Cuando los ciudadanos, y, en especial, los padres de familia, no piensan más con una visión de futuro y de herencia a través de la acumulación de bienes a largo plazo y, por el contrario, se sumen en el consumismo inmediato, la pérdida de sacrificio generacional es absoluta. La política de gasto y de impuestos crecientes atenta contra el sano ideal de herencia generacional y, por ello, es contrario al derecho de la Constitución. Es maximizar los resultados a corto plazo, aunque las consecuencias futuras sean desastrosas.
Delegar en el Estado. Pero hay más razones para defender el ideal constitucional de limitación del gasto público. La lógica perversa que hay detrás de una política de gasto público y de impuestos crecientes radica en la idea de que el ciudadano delegue su responsabilidad y su iniciativa particular en el Estado. A cambio de esa delegación de responsabilidad e iniciativa, el ciudadano, despojado ya de ellas, espera del Estado la solución a sus problemas sociales e individuales. Es la proscripción del principio de responsabilidad individual. La perversión de esta tesis la confirman los estudios económicos.

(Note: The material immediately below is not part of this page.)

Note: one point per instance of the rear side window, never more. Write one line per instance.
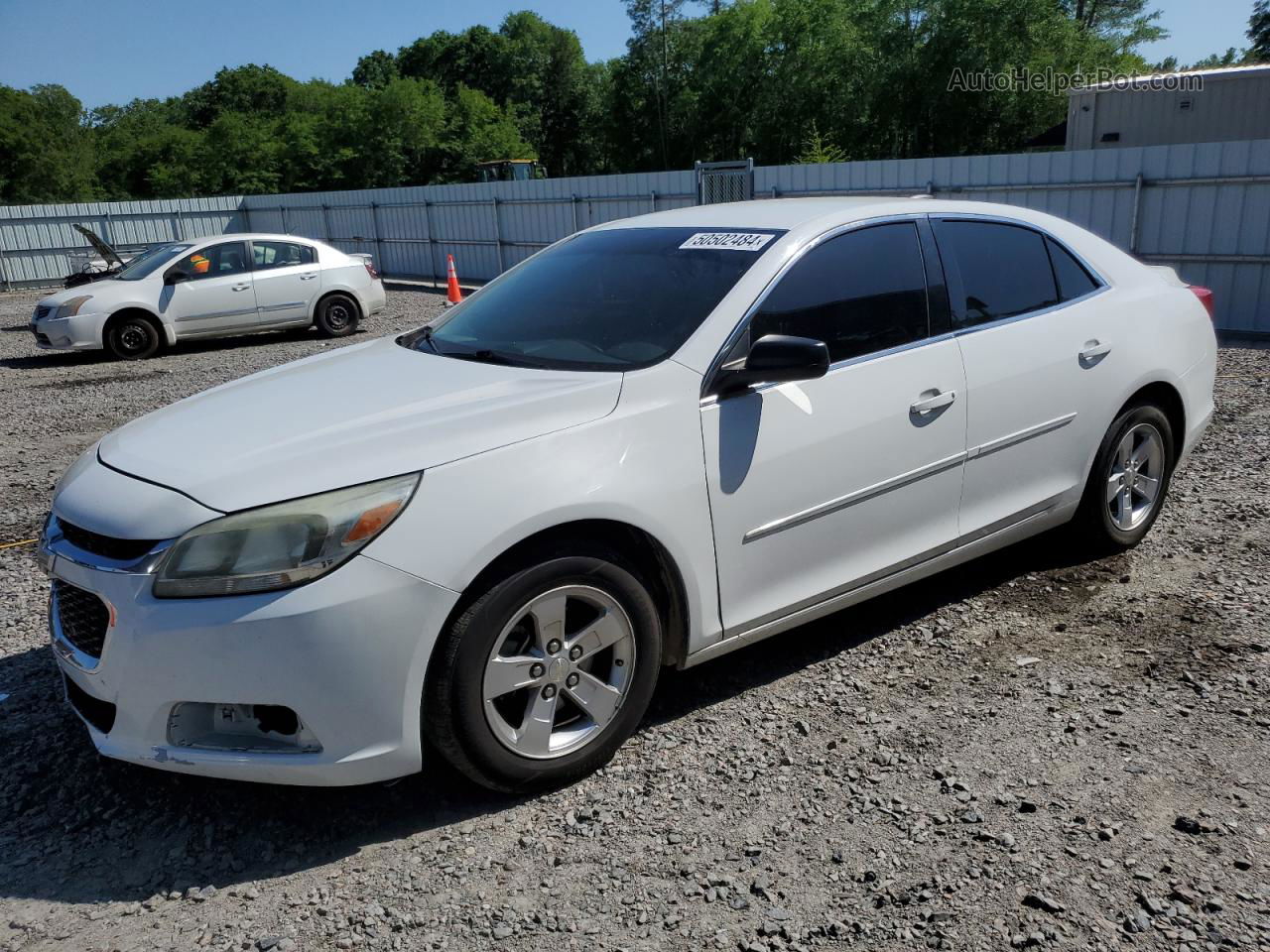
(280, 254)
(994, 271)
(1074, 281)
(858, 293)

Para la mayoría de los estudiantes serios de la planificación, son familiares los informes como el publicado por Charles Murray en su libro Perdiendo terreno . Allí se demuestra la total futilidad de gastos públicos como el de la asistencia social incondicional. Por lo general, los receptores de ese tipo de asistencialismo pierden el sentido de responsabilidad individual y se sumen en una pobreza mayor. En síntesis, la filosofía de ese celo estatista radica en la convicción de que el cambio no vendrá a partir de la consciencia y la iniciativa responsable del ser humano, sino desde afuera, desde esa entidad engañosamente todo poderosa, a la que popularmente llamamos “Gobierno”. Lo grave es que maleducamos al pueblo transitando por ese camino.